Often diabetes researchers are interested in mouse models with more than just hyperglycemia.  Diabetic patients often suffer from additional afflictions that develop subsequent to and as a result of their uncontrolled blood glucose.  These include nephropathy, neuropathy, fat accumulation in the liver (steatosis), impaired wound healing and retinopathy.  All of the above models develop some degree of one or more of these diabetic complications, but no single model develops all of them.  None of them, for example, develop severe diabetic retinopathy.  In some cases, adding additional mutations to the mix can exacerbate one of these diabetic complications. BKS-db/db mice, for example typically do not develop nephropathy.  BKS-db/db mice that carry a targeted mutation in nitric oxide synthase 3,  eNOS (BKS.Cg-Leprdb Nos3tm1Unc/RhrsJ (008340)) develop robust nephropathy.

A chart that compares the diabetic phenotypes of the mice described above, and their susceptibility to diabetic complications is shown below.
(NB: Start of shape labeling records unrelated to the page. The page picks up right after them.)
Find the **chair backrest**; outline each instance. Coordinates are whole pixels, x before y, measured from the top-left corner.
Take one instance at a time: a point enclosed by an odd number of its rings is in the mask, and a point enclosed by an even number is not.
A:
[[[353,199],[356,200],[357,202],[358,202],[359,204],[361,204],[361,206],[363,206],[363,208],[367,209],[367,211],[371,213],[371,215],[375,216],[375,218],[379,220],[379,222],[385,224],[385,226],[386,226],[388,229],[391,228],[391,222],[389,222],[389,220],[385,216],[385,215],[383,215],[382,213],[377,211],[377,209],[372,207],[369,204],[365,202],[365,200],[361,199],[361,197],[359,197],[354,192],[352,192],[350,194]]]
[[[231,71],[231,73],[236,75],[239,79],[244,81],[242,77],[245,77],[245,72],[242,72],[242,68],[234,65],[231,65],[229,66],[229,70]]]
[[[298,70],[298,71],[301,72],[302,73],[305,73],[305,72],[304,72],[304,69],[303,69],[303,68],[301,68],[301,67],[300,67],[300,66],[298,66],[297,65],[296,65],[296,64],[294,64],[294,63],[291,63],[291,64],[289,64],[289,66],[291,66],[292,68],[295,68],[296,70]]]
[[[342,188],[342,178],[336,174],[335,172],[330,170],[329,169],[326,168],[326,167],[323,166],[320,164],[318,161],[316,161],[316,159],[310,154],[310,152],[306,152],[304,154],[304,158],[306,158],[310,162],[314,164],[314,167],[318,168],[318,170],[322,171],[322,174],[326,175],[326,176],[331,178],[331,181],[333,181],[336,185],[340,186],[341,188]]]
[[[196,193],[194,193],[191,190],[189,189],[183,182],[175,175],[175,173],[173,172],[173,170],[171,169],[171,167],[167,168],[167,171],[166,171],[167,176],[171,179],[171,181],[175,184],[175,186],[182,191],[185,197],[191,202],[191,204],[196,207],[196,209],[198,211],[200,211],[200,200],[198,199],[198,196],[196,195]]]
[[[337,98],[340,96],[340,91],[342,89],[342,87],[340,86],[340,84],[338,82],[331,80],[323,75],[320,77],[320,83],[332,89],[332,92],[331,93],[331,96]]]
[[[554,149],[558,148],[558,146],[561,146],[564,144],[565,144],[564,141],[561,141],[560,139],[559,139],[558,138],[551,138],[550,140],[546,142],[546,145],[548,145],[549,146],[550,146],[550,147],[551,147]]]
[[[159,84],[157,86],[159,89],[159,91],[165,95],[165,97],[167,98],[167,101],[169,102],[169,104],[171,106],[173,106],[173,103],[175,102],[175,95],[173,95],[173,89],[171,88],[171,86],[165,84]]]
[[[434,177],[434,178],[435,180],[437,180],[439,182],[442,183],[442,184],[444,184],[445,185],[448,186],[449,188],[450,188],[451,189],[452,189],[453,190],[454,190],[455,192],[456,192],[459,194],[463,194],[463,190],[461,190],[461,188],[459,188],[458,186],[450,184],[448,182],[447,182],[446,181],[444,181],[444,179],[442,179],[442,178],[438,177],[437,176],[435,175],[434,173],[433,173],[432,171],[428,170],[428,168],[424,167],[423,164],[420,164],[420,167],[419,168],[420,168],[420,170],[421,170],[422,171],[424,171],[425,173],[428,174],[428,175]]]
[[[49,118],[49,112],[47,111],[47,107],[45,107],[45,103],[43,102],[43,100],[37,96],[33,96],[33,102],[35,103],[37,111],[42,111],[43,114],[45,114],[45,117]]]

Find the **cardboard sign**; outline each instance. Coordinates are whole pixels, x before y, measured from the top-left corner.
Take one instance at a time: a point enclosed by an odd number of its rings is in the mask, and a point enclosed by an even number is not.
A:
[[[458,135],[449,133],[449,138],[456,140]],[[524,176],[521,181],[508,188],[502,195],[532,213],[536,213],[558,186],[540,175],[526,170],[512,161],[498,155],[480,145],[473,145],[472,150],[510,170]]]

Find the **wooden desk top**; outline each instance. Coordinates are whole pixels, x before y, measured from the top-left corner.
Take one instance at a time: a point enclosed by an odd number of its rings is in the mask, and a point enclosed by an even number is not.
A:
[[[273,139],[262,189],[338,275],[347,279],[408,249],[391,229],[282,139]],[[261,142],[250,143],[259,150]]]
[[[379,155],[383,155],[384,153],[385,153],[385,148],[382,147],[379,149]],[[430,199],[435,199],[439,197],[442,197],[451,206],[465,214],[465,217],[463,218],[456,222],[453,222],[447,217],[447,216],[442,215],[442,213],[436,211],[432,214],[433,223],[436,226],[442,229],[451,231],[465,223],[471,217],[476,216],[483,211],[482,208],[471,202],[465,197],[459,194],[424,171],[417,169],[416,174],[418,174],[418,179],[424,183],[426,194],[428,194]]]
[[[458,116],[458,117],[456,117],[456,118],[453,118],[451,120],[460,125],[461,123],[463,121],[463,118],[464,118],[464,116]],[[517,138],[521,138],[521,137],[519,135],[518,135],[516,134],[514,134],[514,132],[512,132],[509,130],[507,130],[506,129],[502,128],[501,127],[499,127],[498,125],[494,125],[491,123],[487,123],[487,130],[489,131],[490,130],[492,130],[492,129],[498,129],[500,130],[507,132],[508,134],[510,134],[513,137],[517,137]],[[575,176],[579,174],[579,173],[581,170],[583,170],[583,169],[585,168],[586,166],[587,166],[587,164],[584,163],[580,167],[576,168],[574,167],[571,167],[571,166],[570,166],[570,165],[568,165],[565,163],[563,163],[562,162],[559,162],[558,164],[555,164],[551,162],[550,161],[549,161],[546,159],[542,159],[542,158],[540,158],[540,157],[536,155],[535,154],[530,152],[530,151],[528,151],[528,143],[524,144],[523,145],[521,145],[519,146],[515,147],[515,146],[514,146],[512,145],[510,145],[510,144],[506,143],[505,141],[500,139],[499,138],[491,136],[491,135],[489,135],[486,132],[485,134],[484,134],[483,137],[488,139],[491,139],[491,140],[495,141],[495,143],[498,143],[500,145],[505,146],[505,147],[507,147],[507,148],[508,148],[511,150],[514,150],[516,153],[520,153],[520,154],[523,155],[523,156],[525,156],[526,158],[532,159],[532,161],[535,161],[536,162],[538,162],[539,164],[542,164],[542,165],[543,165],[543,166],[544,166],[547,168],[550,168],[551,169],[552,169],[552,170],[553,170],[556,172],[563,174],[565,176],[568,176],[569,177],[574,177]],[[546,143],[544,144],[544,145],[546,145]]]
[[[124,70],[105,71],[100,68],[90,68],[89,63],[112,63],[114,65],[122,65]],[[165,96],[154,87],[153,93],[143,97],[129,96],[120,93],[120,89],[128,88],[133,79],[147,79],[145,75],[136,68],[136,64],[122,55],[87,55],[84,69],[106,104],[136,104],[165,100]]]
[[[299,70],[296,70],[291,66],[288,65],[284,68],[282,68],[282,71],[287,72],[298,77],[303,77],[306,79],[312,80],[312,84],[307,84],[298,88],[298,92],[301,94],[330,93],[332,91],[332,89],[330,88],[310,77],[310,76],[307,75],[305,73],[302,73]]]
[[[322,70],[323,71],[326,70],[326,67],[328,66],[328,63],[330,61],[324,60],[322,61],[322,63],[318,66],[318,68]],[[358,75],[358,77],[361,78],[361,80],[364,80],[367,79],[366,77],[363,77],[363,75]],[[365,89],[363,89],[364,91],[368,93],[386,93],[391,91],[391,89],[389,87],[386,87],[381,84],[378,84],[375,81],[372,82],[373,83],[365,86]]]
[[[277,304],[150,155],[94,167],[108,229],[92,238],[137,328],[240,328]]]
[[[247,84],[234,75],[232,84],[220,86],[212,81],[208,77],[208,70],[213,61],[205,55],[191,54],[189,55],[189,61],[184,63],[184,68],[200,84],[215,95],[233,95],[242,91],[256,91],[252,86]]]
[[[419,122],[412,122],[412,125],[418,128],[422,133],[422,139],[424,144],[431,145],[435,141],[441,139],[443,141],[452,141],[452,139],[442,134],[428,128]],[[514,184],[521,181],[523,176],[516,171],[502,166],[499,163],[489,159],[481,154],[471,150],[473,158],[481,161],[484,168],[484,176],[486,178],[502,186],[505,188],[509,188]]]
JAX Mouse Models of Type 2 Diabetes

 Type 2 diabetes mouse models

1: Gradual onset; 2: Early, rapid onset; 3: Spontaneous remission of prepubertal hyperglycemia

Choosing the most appropriate strain for your diabetes research can be challenging, and there isn’t necessarily a quick and dirty answer to which one is “The Best”  As with choosing any mouse model,  consulting the literature that characterizes each strain should  help make your decision easier. As for all of our strains (diabetic mice included), links to published references can be found under the “References” tab on each strain’s datasheet.